Most self-knowledge tools point forward, toward who you want to become. This session points back, to who you already were, before the world started shaping you. Between the ages of 8 and 12, you were just yourself. That person left traces. We go find them.
You take the True Self Archetype quiz (five minutes) and watch a short video from Kenneth that explains the childhood frame and what to expect. You arrive knowing your primary and secondary archetype. The live session does not repeat the basics. It starts from there.
We open with introductions through the archetype, then move into the three coordinates: who the quiz says you are, who you think you are, and who your current life requires you to be. Two exercises follow, one a writing practice and one a forward rewrite, both in small breakout rooms.
A morning prompt at 8am, a follow-up question at 7pm. Each day for seven days, through the WhatsApp group. The arc runs from recognition to suppression to energy to relationship to permission to integration. Mid-week, Kenneth shares an anonymous breakdown of the group's archetype composition.

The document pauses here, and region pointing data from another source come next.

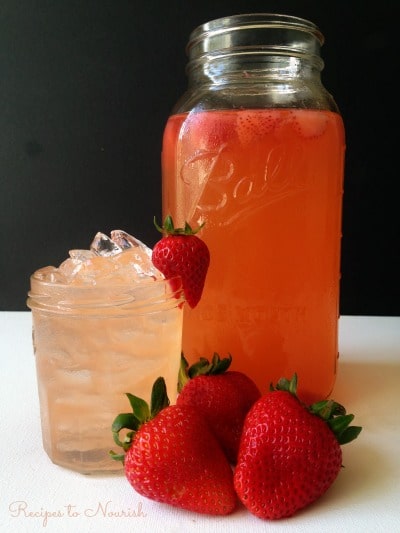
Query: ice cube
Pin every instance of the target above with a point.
(50, 274)
(69, 268)
(136, 256)
(103, 245)
(124, 240)
(81, 255)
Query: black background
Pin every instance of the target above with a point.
(86, 87)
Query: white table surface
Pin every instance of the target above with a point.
(36, 495)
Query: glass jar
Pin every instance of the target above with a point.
(92, 345)
(255, 150)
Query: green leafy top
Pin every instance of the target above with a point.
(203, 367)
(168, 227)
(141, 413)
(333, 413)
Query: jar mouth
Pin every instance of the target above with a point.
(104, 299)
(267, 32)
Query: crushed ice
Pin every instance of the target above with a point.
(120, 258)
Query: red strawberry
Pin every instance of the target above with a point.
(173, 457)
(222, 397)
(289, 454)
(180, 252)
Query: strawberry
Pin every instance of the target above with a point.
(222, 397)
(289, 454)
(171, 456)
(181, 252)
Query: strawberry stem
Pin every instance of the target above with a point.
(203, 367)
(333, 413)
(168, 227)
(141, 413)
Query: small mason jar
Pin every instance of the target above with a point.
(92, 345)
(254, 149)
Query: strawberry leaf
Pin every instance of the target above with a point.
(159, 398)
(140, 408)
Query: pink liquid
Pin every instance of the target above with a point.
(268, 185)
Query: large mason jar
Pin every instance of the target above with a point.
(255, 150)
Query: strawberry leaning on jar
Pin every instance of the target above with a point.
(171, 456)
(289, 454)
(222, 396)
(180, 252)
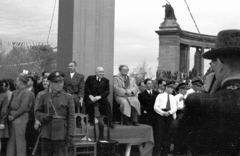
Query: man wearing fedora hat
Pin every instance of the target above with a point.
(210, 122)
(165, 107)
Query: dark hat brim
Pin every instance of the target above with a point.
(222, 52)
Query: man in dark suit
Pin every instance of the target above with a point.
(96, 93)
(147, 99)
(74, 84)
(210, 122)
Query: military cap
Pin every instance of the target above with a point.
(227, 45)
(33, 79)
(23, 77)
(197, 81)
(183, 86)
(170, 84)
(56, 76)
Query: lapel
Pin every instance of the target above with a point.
(68, 77)
(75, 77)
(101, 82)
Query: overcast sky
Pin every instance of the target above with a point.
(135, 23)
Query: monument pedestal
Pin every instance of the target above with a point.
(169, 24)
(86, 35)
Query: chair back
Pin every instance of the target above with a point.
(81, 125)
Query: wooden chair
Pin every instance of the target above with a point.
(106, 147)
(129, 146)
(81, 143)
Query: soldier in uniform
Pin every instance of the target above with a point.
(56, 113)
(210, 122)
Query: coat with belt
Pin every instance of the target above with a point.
(211, 122)
(120, 88)
(56, 128)
(74, 86)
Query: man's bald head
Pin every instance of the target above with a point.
(100, 72)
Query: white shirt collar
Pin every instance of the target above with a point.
(149, 91)
(71, 74)
(229, 78)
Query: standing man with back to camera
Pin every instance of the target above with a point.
(210, 122)
(74, 84)
(55, 111)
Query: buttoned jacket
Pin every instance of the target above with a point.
(74, 85)
(56, 129)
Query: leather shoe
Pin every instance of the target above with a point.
(111, 125)
(135, 124)
(127, 123)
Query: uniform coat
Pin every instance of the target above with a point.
(74, 86)
(126, 101)
(211, 122)
(56, 129)
(21, 103)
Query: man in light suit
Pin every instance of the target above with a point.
(96, 93)
(210, 122)
(74, 84)
(126, 90)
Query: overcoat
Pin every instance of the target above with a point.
(211, 122)
(56, 129)
(126, 101)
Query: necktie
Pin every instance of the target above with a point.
(168, 107)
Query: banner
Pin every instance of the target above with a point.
(26, 44)
(22, 64)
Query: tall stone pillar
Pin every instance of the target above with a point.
(198, 60)
(184, 58)
(86, 35)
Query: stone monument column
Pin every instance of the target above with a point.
(86, 35)
(198, 60)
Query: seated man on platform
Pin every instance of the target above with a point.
(74, 84)
(147, 99)
(96, 93)
(126, 90)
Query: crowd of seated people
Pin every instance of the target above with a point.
(157, 106)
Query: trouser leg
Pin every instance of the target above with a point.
(11, 143)
(47, 147)
(90, 109)
(105, 109)
(134, 114)
(19, 126)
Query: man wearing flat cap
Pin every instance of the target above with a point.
(55, 111)
(165, 106)
(210, 122)
(21, 102)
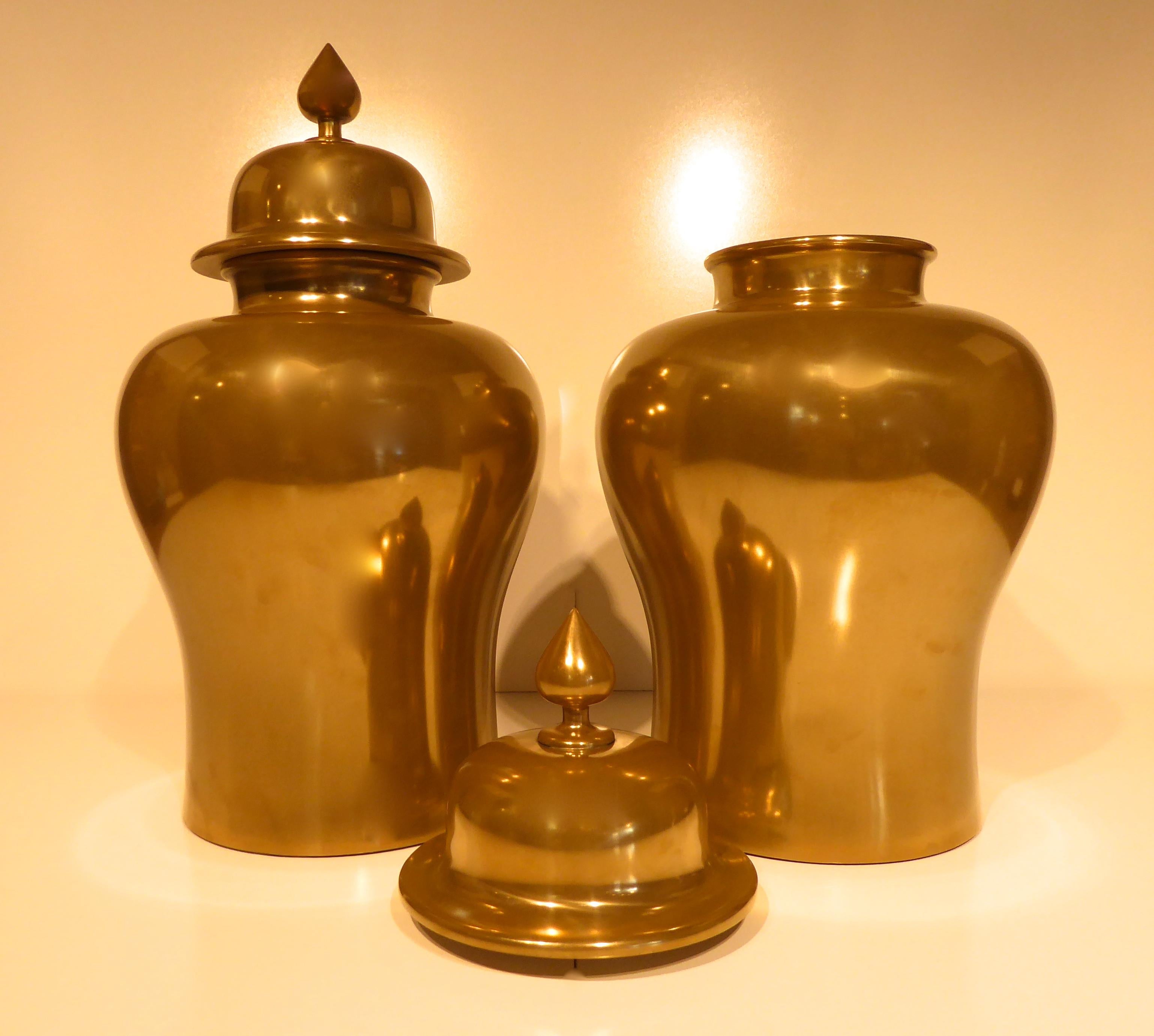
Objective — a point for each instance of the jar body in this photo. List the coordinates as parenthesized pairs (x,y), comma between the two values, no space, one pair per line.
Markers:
(334,498)
(821,492)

The True Self Archetype framework draws on three research traditions: Winnicott's distinction between the True Self and the False Self, Jung's universal archetypes, and Gardner's theory of multiple intelligences. Kenneth brought these together in a coaching context around a single insight: that the person you were between 8 and 12 is a more reliable signal than any adult self-description. Before roles set in. Before school shaped you. That period leaves traces. The quiz goes looking for them. He uses the framework with leaders, founders, and people in the middle of major transitions.